But our statute leaves no room for doubtful disputation. With the fall of the fraudulent assignment preferences fall, and the entire estate is to be equitably administered for the benefit of creditors, the only priority recognized being that awarded by the law to those by whose instrumentality the assignment was overthrown.

We affirm the decree appealed from in so far as it declares the assignment void, and in so far as it maintains the priorities of the creditors of the assignor who attacked the conveyance as *312fraudulent. We reverse in so far as the decree establishes any priorities between all other creditors, and in so far as it denied any relief to ti. W. Foote.

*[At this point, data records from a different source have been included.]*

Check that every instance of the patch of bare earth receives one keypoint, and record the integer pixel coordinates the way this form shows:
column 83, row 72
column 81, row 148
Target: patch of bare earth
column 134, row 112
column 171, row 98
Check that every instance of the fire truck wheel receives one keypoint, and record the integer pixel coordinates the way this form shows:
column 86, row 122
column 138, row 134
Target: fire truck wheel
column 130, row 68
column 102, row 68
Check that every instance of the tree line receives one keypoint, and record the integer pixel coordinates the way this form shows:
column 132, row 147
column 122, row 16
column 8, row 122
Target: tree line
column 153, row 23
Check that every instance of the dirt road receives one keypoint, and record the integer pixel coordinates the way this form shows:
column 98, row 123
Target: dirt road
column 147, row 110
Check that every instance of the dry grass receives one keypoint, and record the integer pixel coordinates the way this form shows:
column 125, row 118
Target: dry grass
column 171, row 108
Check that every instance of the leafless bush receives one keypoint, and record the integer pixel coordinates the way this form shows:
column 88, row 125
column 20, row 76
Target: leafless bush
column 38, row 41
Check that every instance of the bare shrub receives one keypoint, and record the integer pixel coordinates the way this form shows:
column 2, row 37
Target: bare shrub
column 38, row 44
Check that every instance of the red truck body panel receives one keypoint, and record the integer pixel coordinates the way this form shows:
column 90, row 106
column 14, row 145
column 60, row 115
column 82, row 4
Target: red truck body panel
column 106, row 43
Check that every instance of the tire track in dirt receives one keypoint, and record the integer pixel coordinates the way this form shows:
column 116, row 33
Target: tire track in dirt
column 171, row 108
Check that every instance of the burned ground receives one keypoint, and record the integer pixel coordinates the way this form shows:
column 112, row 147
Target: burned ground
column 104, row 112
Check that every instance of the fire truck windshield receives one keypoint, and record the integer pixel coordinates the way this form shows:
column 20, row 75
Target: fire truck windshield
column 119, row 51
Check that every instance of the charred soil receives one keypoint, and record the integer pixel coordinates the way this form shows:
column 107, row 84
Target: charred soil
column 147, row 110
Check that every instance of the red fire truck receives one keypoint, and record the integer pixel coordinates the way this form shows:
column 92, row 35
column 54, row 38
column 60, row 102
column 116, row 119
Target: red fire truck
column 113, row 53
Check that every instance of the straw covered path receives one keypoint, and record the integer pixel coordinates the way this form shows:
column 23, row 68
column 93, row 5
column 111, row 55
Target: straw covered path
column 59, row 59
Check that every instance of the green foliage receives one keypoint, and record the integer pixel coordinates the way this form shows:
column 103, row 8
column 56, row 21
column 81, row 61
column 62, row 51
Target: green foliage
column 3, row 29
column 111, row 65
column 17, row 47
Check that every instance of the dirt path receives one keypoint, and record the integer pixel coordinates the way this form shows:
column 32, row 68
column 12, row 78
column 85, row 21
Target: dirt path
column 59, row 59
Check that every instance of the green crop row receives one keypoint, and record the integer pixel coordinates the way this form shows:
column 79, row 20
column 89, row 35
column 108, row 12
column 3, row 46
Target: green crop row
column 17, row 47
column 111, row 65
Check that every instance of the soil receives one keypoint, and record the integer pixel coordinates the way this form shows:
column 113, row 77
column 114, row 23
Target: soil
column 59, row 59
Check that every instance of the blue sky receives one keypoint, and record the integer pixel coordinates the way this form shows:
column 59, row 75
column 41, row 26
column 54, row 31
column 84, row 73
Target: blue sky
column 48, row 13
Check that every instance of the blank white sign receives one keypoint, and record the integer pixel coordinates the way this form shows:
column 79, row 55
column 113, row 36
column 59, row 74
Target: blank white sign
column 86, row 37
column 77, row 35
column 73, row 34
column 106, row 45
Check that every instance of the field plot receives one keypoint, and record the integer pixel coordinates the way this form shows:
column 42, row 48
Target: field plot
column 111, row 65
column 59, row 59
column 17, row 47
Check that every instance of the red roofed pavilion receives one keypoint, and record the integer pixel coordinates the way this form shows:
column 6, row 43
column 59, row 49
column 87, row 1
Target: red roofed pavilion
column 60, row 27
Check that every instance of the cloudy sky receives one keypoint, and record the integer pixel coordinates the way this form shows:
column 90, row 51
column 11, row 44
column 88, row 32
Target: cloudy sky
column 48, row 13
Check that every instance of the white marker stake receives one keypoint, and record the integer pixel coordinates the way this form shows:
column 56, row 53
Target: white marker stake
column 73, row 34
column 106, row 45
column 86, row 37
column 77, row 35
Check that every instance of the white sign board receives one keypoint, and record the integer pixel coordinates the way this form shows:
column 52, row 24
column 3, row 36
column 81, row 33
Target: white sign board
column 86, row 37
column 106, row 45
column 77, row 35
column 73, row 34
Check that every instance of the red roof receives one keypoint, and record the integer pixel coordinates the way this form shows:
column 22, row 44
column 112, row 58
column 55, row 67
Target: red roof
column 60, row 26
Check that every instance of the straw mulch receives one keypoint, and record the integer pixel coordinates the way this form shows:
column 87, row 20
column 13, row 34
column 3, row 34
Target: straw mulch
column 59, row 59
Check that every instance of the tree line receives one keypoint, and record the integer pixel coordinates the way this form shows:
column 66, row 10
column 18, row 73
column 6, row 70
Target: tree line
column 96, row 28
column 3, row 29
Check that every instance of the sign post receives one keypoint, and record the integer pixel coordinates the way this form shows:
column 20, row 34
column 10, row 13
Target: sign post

So far as we can now see, there was no controversy over the note of November 20, 1893, for $375, which appears in the now vacated assignment as the first preferred debt. As to the other notes given Foote by the assignor, on November 29, 1893, and due respectively in thirty, sixty, ninety days and four months, given in extension of Pruitt’s note to Mrs. Hambrick, as the assignment describes them, there is obscurity. As to Foote’s claims generally, we content ourselves with saying that certainly something is due this creditor, and, on clearer proof in the court below, after our remanding the case, this creditor should be allowed to show exactly what is due him, and for the amount so found to be due, he is entitled to share with all others not entitled to priorities, equally in the distribution of the estate being administered.

Affirmed in part and reversed in part.